Ihre Freude über das Diamantenkollier, das ich mir erlaubte, Ihnen als erstes kleines Angebinde zusenden zu lassen, war ein so willkommenes Geschenk für mich, daß ich es in der Hoffnung auf seine Wiederholung wage, Ihnen heute diese Perlenschnur zu Füßen zu legen. Möchte sie nicht nur ein Zeichen dafür sein, daß Sie sich mir verbinden, sondern Ihnen auch die Zuversicht einflößen, daß die Fesseln der Ehe Sie niemals stärker drücken werden, als diese Kette.
[DIE SCHLOSSFRAU VON FROBERG]
Marquis Montjoie an Delphine.
Paris, im Juli 1773.
Meine liebe Delphine. Ihr kleiner Brief, den ich als Beilage eines längeren Schreibens meiner Mutter hier vorfand, war mir sehr erfreulich, geht doch aus ihm hervor, daß Sie den Vorsatz gefaßt haben, die ängstliche Scheu mir gegenüber allmählich abzustreifen.
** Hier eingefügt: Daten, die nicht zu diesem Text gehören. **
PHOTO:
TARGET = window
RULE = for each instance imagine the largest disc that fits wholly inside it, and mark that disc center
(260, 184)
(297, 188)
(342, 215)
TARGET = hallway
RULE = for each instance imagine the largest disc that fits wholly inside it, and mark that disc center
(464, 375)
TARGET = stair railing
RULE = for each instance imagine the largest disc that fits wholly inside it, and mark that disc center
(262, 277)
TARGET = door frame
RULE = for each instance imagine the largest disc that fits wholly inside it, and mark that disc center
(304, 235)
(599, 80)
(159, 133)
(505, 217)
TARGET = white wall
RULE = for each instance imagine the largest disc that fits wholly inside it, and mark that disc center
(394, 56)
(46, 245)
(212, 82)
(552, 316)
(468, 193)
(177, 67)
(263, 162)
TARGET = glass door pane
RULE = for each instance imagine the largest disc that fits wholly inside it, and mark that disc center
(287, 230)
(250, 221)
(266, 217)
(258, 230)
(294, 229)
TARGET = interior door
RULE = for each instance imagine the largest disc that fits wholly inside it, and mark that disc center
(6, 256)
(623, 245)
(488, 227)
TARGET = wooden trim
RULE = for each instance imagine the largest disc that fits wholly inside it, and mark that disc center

Ich brauche Ihnen nicht noch einmal zu versichern, daß ich sie weder durch mein von aller schuldigen Rücksicht getragenes Benehmen verdient habe, noch daß ich sie erwarten konnte, nachdem Sie mir als eine fröhliche, ja fast allzu kecke, junge Dame bekannt geworden waren. Ihre häufigen, trüben Stimmungen, Ihre Art, sich stundenlang in Ihren Gemächern einzuschließen, durch die Sie die Würde Ihrer Stellung gegenüber den Domestiken in unstatthafter Weise gefährden, weil Sie zu allerlei Vermutungen und Geklatsch den Anlaß gaben, habe ich bisher zu übersehen versucht, da ich ihre Ursache in der Trauer um Ihren verehrten Vater zu finden glaubte. Die Marquise Montjoie, die Herrin meines Hauses, darf sich jedoch auf die Dauer solchen Empfindungen eines kleinen Mädchens nicht hingeben. Ich wünschte, daß Sie darauf bedacht sein mögen, in Ihrem Benehmen mehr Haltung zu zeigen.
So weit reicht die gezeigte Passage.